Kuracağım size harç koymadan, ölçüp biçmeden
Yok edemeyeceğiniz bir yapı,
Bir köpüren belirginlikle
Dayanacak ve şişecek, burnunuza anıracak bir yapı,
Hem de donmuş burnuna Partenonlarınızın, Arap
ve Ming sanatlarınızın.
Dumanla, sıvıya dönüşmüş sisle
Ve davul derisinin sesiyle
Kaleler kuracağım size göz kamaştıran,yamyassı eden,
Karşılarında sizin kaç bin yıllık düzeniniz ve
hendeseniz
Bir saçmalık, bir zırva, bir nedensiz toz kesilecek.
Ölüm, ölüm! Ölüm hepinize, yaşayanlara hiçlik!

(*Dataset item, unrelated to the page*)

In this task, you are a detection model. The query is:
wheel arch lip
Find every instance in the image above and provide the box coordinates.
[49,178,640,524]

Evet! İnanırım Tanrı'ya! O bilmiyor bunu elbette!
İnanç, ilerlemeyen için aşınmaz pençe,
Dünya! Ah o boğulmuş dünya, soğuk karın!
Bir simge bile değil, hiçlik hep! Karşıyım, karşıyım
Karşıyım ve gebermiş köpeklerle besliyorum seni.
Tonlarla, anlıyor musunuz, tonlarla koparacağım
Sizin dirhem dirhem esirgediğinizi benden.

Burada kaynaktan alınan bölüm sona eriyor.